Bug 1785610

Summary: kube-apiserver /%!(EXTRA *errors.StatusError=secrets "user-serving-cert" not found
Product: OpenShift Container Platform Reporter: Alexander Klein <alklein>
Component: kube-apiserverAssignee: Stefan Schimanski <sttts>
Status: CLOSED ERRATA QA Contact: Ke Wang <kewang>
Severity: medium Docs Contact:
Priority: low    
Version: 4.2.zCC: amccrae, aos-bugs, aprajapa, cbaus, cheeva.tee, crawford, dahernan, dbenoit, dfroehli, dgilmore, mfojtik, pchoo, sttts, xxia
Target Milestone: ---   
Target Release: 4.2.z   
Hardware: All   
OS: Unspecified   
Whiteboard:
Fixed In Version: Doc Type: If docs needed, set a value
Doc Text:
Story Points: ---
Clone Of: Environment:
Last Closed: 2020-04-02 11:02:40 UTC Type: Bug
Regression: --- Mount Type: ---
Documentation: --- CRM:
Verified Versions: Category: ---
oVirt Team: --- RHEL 7.3 requirements from Atomic Host:
Cloudforms Team: --- Target Upstream Version:
Embargoed:
Bug Depends On: 1780243    
Bug Blocks:    
Attachments:
Description Flags
apiserver log
none
cert syncer log none

Description Alexander Klein 2019-12-20 12:49:55 UTC
Created attachment 1646796 [details]
apiserver log

Description of problem:

cluster installed with installer version  4.2.12-s390x
rhcos version 4.2.10-s390x


every ~5 minutes the kube-apiserver throw the event
Removed file for secret: /%!(EXTRA *errors.StatusError=secrets "user-serving-cert" not found)
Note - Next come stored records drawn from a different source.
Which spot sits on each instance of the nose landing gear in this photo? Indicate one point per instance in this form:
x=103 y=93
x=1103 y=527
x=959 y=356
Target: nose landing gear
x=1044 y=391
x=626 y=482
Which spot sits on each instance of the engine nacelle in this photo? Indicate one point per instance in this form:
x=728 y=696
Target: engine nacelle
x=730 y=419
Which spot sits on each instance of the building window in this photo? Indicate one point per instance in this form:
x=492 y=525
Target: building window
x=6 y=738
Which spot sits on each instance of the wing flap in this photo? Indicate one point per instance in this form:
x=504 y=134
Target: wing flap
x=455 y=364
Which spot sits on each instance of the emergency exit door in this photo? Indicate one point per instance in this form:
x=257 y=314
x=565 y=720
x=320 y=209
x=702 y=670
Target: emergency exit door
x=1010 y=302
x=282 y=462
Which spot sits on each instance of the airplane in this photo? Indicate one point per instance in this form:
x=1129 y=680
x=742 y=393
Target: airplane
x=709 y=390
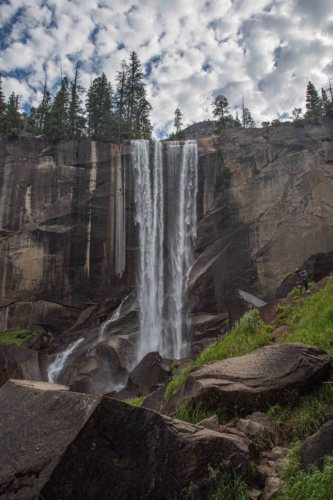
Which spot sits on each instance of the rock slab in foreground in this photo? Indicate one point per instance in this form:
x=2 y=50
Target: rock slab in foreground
x=316 y=447
x=59 y=444
x=271 y=374
x=19 y=363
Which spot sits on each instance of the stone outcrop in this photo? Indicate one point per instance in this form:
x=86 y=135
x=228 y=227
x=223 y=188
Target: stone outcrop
x=68 y=238
x=105 y=448
x=18 y=363
x=271 y=374
x=152 y=371
x=265 y=206
x=316 y=447
x=66 y=227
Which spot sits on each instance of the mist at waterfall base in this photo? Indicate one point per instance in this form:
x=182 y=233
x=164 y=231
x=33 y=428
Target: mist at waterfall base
x=165 y=178
x=165 y=203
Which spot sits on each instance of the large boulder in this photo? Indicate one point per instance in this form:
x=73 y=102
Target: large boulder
x=59 y=444
x=316 y=447
x=271 y=374
x=18 y=363
x=151 y=371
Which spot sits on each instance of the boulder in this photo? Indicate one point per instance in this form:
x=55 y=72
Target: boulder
x=198 y=347
x=156 y=400
x=18 y=363
x=269 y=375
x=210 y=423
x=241 y=302
x=206 y=325
x=151 y=370
x=59 y=444
x=317 y=446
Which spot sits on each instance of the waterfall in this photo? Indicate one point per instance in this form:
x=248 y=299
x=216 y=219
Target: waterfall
x=58 y=364
x=114 y=317
x=149 y=217
x=182 y=190
x=165 y=250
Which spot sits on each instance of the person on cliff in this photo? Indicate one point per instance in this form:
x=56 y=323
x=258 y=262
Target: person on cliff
x=302 y=280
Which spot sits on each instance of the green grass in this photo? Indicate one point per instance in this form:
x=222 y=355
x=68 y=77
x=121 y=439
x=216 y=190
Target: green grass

it does automatically recover but something seems to be broken here

Comment 1 Carvel Baus 2020-01-02 21:03:23 UTC
logfile attached does not contain the error as described - is this the correct log file?

Comment 2 dfroehli 2020-01-03 12:29:55 UTC
Created attachment 1649409 [details]
cert syncer log

Comment 3 dfroehli 2020-01-03 12:31:30 UTC
Happy new year!
I see the same message on OCP V4.12 X86_64. Message is in cert-syncer container.
My system is on Red Hat VPN, please ping me on Hangouts if you would like to see yourself.
Cheers Dan

Comment 4 Carvel Baus 2020-01-03 14:57:34 UTC
If the same thing is happening on x86, then that consistency would suggest its not S/390 specific - I will dig a little deeper and see whats happening. Before the error message on each line is "type: 'Warning'" so it may be just that, or the error is getting incorrectly wrapped as a warning for the event. Will look into it further.
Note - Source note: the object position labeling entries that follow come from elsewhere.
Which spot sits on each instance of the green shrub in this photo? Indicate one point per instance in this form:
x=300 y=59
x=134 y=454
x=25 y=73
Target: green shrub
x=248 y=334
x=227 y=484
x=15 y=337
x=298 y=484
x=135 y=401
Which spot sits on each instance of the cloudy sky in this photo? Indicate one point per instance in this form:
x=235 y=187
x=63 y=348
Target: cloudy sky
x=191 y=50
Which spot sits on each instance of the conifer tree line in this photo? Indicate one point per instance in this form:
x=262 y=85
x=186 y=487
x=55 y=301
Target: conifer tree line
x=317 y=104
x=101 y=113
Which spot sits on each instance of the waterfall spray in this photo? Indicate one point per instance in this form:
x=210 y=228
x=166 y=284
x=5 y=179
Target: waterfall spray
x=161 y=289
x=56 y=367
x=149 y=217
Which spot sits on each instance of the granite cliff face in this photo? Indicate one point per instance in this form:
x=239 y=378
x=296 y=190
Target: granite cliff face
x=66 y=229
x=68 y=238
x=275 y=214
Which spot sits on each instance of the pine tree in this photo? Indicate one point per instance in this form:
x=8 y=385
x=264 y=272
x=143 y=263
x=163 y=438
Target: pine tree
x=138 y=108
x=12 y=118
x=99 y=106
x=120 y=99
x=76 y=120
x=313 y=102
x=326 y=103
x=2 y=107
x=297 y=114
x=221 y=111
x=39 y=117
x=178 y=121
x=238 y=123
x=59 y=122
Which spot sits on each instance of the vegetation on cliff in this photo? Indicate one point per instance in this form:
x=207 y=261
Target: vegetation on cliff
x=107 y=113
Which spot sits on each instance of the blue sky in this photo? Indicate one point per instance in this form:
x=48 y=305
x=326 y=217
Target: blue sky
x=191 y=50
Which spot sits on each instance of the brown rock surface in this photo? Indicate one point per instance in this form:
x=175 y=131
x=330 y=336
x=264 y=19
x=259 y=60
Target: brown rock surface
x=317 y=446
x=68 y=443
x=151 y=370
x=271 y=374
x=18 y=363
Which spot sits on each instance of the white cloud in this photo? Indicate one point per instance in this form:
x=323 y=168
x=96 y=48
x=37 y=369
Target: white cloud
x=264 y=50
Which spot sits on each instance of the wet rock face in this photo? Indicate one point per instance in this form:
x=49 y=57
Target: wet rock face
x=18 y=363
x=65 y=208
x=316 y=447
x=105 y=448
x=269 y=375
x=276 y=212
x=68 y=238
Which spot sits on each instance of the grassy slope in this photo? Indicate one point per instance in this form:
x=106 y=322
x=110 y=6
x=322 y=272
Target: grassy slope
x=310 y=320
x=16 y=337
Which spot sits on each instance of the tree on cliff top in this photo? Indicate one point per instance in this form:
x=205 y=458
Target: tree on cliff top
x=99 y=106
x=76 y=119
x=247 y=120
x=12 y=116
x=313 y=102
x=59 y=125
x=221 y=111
Comment 5 dfroehli 2020-01-03 16:01:36 UTC
Thx for looking into this. What makes my cluster a little bit special is that I use a Non-Public-CA as a signer for the ingress router server cert. I.e. *.apps.ocp4... is served with a cert which is signed by a CA which is per default NOT in the the RHCOS trust store (actually, it is signed by the Red Hat Internal CA). 
I followed the installation guidance to add the CA Trust Chain as described here:
https://docs.openshift.com/container-platform/4.2/networking/configuring-a-custom-pki.html
However, this is NOT true for api.ocp4..., that is using certs from openshift internal.
Just wanted to mention this, as the message is about certs.

Comment 6 Carvel Baus 2020-01-03 17:51:08 UTC
This appears to be underway already in the linked bug. That PR is for 4.3 and there is an open/pending discussion about back porting to 4.2.x

Comment 7 dfroehli 2020-01-03 20:11:20 UTC
Thx. I dont need a backport for this. 4.3 is (hopefully) coming soon, and this seems not to have any impact besides being annoying. Thx again! Dan

Comment 8 pk 2020-02-17 09:33:31 UTC
Hi, is this PR available for 4.2.x?

Comment 9 cheeva 2020-02-17 09:54:47 UTC
I have this issue in OCP 4.2.16.

Comment 10 Carvel Baus 2020-02-17 17:07:22 UTC
I am not aware of a fix or this in 4.2.x. According to the linked bug above, it appears to be corrected for 4.3.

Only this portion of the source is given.